Tips for Battling Alert Fatigue

When your first outage happens, alerting and monitoring becomes top priority. You don't want to be woken up at 3am again.

So you add alerting. Lots and lots of alerting.

But soon enough, the alerts start returning false positives and everyone gets used to the alerts. They become background noise.

Alert fatigue is a real problem. And one I've seen at almost every company I've worked with.

But the process of reducing alert fatigue is laborious. You have to commit hours of time and there isn't always a best way to approach it.

Nonetheless, here are some tips I've found useful:

1. One problem causing multiple alerts

If your database irrecoverably crashes, you probably get a myriad of alerts. The database is down, the website is down, the API is down etc. In isolation we want alerting for all these components. But when the root cause is the same, we want to consolidate the alerting if possible.

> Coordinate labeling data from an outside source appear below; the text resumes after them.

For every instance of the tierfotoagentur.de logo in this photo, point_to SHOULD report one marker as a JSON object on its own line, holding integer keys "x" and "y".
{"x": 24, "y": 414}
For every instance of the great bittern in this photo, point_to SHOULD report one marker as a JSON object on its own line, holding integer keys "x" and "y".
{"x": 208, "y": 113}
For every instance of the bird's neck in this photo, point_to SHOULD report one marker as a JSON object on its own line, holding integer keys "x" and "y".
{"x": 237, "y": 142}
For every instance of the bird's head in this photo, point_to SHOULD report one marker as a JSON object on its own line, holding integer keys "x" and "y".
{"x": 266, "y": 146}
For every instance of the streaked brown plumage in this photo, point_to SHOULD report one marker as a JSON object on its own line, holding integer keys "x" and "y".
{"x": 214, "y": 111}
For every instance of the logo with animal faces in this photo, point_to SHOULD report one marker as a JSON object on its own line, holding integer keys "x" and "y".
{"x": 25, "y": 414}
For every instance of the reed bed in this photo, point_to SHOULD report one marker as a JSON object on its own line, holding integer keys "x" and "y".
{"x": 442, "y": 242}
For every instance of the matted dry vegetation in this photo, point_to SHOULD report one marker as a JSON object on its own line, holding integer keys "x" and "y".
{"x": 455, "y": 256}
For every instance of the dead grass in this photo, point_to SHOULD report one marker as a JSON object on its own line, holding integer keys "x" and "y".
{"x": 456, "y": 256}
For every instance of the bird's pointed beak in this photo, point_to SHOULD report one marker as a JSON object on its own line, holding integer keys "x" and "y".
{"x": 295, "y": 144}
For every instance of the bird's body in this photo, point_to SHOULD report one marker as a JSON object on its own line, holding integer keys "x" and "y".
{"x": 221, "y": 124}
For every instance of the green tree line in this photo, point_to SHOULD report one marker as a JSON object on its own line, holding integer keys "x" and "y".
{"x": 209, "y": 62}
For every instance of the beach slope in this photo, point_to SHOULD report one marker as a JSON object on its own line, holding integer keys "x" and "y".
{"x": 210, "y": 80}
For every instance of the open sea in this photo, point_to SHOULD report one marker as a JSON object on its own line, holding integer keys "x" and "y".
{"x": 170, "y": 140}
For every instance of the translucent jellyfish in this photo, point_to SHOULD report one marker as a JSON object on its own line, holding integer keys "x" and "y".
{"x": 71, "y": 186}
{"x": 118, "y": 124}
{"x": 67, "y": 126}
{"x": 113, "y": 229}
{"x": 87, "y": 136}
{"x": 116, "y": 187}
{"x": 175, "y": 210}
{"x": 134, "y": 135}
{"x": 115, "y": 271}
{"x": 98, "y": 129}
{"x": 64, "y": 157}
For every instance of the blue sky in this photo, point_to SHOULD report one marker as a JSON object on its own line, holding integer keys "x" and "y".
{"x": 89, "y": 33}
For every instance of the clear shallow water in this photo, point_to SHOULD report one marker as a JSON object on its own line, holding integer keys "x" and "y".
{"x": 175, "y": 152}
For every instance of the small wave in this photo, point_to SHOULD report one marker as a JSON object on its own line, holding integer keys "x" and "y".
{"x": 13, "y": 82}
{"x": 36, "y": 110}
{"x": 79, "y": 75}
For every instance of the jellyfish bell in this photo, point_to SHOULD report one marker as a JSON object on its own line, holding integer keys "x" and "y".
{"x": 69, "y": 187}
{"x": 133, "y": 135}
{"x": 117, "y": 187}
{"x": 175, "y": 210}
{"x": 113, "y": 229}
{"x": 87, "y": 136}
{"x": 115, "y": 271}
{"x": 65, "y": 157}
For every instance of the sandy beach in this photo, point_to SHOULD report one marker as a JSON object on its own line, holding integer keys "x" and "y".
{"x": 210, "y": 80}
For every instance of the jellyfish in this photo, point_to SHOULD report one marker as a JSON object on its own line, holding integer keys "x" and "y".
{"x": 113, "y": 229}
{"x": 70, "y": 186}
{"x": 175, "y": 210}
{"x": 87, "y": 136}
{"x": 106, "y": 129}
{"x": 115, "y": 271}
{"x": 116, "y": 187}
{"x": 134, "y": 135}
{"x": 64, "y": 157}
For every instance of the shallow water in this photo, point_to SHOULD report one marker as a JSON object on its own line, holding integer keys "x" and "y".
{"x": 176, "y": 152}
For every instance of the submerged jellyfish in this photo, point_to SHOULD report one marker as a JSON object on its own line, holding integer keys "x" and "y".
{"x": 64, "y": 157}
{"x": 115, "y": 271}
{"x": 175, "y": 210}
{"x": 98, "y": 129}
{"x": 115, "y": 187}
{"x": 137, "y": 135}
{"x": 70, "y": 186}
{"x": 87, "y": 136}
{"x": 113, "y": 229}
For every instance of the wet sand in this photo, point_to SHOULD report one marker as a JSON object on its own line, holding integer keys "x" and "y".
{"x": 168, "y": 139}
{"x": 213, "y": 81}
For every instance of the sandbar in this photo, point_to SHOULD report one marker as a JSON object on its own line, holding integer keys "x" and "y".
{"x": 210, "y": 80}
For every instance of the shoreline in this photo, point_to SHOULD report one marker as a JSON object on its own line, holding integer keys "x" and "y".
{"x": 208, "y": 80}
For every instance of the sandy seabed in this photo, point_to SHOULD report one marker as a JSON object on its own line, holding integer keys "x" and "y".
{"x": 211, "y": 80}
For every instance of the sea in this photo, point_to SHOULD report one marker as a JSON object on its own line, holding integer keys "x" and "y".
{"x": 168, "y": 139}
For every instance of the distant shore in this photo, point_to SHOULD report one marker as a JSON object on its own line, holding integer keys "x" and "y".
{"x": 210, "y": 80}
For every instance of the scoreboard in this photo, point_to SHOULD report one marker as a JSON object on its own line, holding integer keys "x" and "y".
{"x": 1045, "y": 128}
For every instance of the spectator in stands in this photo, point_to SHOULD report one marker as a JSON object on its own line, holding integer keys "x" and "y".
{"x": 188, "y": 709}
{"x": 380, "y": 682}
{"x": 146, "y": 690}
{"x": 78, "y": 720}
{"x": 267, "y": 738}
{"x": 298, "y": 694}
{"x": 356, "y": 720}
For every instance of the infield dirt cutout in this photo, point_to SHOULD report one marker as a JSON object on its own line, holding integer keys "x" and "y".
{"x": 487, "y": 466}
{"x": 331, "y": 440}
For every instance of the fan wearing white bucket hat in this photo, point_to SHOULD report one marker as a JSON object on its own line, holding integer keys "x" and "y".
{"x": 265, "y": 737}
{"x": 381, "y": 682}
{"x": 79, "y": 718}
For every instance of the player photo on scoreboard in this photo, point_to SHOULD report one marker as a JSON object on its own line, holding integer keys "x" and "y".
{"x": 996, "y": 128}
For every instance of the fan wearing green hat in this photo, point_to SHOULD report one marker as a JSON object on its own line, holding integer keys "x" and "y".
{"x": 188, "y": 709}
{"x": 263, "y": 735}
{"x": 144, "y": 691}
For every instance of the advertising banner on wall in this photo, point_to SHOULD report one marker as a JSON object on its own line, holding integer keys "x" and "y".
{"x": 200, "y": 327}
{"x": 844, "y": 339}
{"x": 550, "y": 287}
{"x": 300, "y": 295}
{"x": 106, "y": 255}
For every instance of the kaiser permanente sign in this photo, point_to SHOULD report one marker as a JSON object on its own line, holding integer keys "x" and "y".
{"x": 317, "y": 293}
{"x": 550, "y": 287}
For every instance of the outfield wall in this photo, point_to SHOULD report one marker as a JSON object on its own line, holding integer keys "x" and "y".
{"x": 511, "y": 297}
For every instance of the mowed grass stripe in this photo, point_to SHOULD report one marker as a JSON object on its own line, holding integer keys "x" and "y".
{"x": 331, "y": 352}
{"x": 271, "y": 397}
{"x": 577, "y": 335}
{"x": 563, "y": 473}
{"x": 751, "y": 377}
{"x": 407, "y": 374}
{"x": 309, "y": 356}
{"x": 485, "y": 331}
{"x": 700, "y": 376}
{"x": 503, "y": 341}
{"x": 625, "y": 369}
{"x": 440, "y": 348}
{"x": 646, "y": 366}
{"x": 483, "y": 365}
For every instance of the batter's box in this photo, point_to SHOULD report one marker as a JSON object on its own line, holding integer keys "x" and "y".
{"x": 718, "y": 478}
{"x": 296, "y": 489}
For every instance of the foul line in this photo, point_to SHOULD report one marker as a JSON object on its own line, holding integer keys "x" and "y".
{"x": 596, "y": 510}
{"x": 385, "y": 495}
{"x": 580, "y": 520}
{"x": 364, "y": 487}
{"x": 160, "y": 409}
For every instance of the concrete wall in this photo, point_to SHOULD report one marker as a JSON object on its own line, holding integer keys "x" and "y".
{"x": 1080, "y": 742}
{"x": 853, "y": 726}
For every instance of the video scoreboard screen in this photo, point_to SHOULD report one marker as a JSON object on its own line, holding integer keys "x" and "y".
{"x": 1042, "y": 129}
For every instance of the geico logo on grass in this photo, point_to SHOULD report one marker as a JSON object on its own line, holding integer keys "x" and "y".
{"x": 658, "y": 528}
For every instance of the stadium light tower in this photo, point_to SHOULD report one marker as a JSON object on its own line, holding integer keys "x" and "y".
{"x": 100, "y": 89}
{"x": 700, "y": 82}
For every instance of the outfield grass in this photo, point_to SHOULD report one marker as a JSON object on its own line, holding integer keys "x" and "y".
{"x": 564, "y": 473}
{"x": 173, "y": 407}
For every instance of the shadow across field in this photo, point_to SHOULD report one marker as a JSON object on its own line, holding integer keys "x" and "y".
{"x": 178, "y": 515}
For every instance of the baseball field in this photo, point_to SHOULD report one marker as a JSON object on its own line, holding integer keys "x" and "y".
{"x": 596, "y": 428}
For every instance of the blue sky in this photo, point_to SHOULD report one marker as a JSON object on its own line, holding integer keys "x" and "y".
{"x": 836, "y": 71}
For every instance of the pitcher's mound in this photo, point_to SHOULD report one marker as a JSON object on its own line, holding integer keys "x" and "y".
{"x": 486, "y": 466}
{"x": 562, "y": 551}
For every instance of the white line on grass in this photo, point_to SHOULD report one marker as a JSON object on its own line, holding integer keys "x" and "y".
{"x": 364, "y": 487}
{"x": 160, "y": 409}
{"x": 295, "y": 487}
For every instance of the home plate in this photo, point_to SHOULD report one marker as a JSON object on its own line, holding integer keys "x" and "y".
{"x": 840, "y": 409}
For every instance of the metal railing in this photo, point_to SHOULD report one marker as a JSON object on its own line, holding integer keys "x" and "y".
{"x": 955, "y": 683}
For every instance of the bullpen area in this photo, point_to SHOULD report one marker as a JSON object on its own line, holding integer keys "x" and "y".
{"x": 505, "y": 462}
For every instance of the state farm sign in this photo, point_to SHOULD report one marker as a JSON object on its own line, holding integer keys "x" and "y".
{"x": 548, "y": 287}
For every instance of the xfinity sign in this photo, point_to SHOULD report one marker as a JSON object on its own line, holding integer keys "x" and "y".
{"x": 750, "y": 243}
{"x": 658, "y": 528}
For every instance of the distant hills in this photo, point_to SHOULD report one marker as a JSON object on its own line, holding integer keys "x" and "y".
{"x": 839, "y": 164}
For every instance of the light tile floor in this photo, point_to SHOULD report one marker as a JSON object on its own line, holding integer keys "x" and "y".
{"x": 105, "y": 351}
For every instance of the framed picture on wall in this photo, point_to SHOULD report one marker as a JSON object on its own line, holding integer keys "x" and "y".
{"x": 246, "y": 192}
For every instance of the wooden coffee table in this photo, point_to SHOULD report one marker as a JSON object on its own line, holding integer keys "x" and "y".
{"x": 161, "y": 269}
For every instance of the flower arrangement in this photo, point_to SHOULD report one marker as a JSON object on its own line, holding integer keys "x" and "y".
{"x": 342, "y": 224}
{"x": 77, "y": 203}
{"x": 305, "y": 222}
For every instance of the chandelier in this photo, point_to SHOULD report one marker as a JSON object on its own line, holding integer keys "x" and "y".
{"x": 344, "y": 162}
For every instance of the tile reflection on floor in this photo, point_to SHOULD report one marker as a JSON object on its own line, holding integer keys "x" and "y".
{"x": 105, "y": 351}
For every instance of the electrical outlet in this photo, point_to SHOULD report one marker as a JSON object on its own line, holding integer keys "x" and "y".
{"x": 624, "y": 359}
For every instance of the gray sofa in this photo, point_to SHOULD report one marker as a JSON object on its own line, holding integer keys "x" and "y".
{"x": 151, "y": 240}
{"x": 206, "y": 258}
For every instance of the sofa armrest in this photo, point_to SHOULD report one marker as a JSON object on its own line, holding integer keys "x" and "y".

The implementation will vary depending on the tool you use. But, let's say the database goes down. You could only have the API alert trigger if the response does not indicate that the database is down. This would mean that the API monitor would only alert if the database was up but the API was actually down.

2. Alerts for self-healing problems

If your primary server goes down, but the second takes over. Do you need alerting about this? Maybe, but likely not.

In reality, if you have a "cattle not pets" approach to infrastructure, that primary server should be terminated and another started up. In such a case, the problem has "self-healed" - it has resolved itself without any human intervention.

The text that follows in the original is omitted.